Going from around 5,000 to near 30,000 NR's has to have an impact on the 
resources. Remember most of these NR Hunters donot use guides. They all come 
at the same time & crowd into the same areas (with services) Those same 
areas have always been booked (motels etc.) with both Residents & now are 
booked with mainly NR's.

I agree the Director should have been more involved. But I also hear he has 
been told not to, by the Govenor. If we had a Director hired by a 
commission - I'd be for it . (If the Commision had equal representation by 
all interested parties.) But if the Govenor is the one appointing this 
Commision?
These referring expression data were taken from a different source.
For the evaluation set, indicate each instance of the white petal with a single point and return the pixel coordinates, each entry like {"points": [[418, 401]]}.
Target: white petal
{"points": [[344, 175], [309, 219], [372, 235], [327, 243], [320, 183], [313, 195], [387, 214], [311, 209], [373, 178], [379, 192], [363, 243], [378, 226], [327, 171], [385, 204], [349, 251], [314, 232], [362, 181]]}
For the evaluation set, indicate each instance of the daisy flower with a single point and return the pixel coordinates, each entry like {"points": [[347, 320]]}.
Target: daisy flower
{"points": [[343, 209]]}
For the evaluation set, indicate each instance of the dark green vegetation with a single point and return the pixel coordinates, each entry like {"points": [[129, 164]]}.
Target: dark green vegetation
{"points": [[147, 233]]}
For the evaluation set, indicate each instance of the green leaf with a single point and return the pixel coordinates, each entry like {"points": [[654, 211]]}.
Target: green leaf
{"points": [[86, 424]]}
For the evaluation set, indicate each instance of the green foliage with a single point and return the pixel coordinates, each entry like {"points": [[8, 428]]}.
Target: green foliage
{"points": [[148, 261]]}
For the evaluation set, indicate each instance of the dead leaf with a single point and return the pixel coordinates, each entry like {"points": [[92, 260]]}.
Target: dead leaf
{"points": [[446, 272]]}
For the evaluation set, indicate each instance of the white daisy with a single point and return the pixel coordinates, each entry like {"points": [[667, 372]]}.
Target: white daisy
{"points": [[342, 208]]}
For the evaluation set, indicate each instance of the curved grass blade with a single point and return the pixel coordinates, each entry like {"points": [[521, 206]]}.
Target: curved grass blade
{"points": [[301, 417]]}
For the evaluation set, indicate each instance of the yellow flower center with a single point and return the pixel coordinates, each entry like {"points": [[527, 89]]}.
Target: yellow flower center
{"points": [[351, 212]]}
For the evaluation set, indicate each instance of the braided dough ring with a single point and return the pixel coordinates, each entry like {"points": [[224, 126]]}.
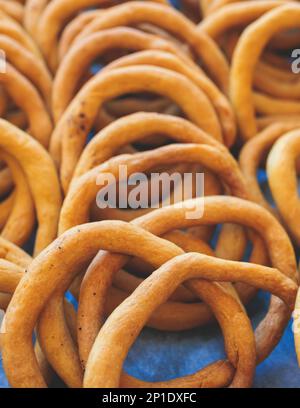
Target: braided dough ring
{"points": [[172, 22], [52, 21], [217, 210], [166, 60], [248, 50], [12, 253], [13, 9], [34, 161], [30, 66], [127, 320], [109, 141], [86, 187], [21, 220], [282, 174], [12, 29], [80, 116], [26, 96], [43, 277], [81, 56], [255, 151], [75, 209], [235, 15], [32, 12]]}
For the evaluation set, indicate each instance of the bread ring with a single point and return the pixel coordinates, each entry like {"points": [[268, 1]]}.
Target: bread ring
{"points": [[30, 66], [169, 218], [235, 15], [282, 18], [5, 209], [173, 22], [73, 29], [32, 13], [165, 60], [131, 129], [43, 278], [254, 152], [79, 117], [99, 373], [21, 221], [282, 176], [81, 55], [15, 31], [14, 254], [28, 99], [35, 160], [75, 209], [13, 9], [52, 20]]}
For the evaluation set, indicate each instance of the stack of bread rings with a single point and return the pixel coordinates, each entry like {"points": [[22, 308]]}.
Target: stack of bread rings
{"points": [[92, 86]]}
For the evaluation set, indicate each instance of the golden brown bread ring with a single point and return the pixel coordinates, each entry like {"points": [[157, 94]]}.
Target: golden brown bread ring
{"points": [[172, 22], [73, 28], [75, 209], [282, 176], [128, 283], [165, 60], [133, 128], [110, 235], [215, 160], [15, 31], [235, 15], [266, 121], [45, 190], [113, 236], [52, 21], [255, 151], [13, 9], [6, 206], [18, 119], [266, 105], [21, 220], [27, 98], [27, 64], [81, 56], [80, 115], [14, 254], [32, 12], [218, 299], [10, 276], [247, 52], [217, 210], [133, 313]]}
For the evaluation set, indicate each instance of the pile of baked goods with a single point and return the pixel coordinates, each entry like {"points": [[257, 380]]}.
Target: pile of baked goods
{"points": [[92, 86]]}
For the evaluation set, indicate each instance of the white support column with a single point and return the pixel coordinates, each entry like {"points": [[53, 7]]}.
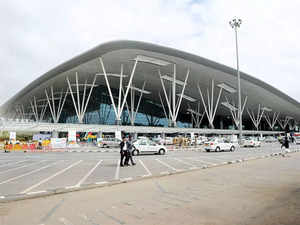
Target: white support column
{"points": [[118, 110], [82, 104], [256, 119], [284, 122], [234, 113], [162, 104], [210, 108], [197, 116], [272, 121], [173, 108], [55, 111]]}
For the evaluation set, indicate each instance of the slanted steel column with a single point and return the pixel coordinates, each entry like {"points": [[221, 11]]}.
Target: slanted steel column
{"points": [[210, 108], [172, 106], [284, 122], [196, 115], [256, 119], [55, 112], [133, 110], [82, 104], [119, 109], [38, 115], [272, 120], [234, 111]]}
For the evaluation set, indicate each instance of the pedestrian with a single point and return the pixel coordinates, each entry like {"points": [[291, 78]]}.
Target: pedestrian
{"points": [[123, 151], [285, 142], [129, 153]]}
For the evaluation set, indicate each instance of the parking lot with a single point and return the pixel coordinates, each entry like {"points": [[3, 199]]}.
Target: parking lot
{"points": [[31, 173]]}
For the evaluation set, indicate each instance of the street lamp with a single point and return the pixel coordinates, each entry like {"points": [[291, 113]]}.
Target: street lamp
{"points": [[235, 24]]}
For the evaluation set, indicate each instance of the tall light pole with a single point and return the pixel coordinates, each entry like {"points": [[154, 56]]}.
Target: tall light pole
{"points": [[235, 24]]}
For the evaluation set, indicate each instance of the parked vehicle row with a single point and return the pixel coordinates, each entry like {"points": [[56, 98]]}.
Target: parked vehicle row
{"points": [[220, 144]]}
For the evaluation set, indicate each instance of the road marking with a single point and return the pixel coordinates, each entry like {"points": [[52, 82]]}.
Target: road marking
{"points": [[117, 174], [51, 177], [35, 192], [205, 162], [22, 167], [13, 163], [165, 164], [101, 182], [126, 179], [216, 159], [26, 174], [145, 167], [101, 212], [164, 173], [88, 174], [186, 163], [65, 221], [71, 187]]}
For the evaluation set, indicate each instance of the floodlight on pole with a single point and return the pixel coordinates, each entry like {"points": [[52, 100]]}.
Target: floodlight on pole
{"points": [[235, 24]]}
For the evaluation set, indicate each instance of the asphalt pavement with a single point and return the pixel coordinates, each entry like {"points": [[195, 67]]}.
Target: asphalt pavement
{"points": [[34, 173], [264, 192]]}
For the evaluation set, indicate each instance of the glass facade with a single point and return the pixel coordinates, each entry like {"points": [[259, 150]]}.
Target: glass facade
{"points": [[101, 111]]}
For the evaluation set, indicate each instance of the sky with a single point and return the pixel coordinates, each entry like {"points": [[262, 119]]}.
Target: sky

I'd be worried that ND will just become like Texas or Arkansas & 
be nothing but Pay to hunt & leases. Also if the Govenor appoints the next 
Director. That person may be nothing but interested in commercializing 
hunting even more.

ND has been & still is so unique - why would we want to see that go away. It 
can't be a free for all - the quality will go down hill (like most other 
States) That is why so many want to come here.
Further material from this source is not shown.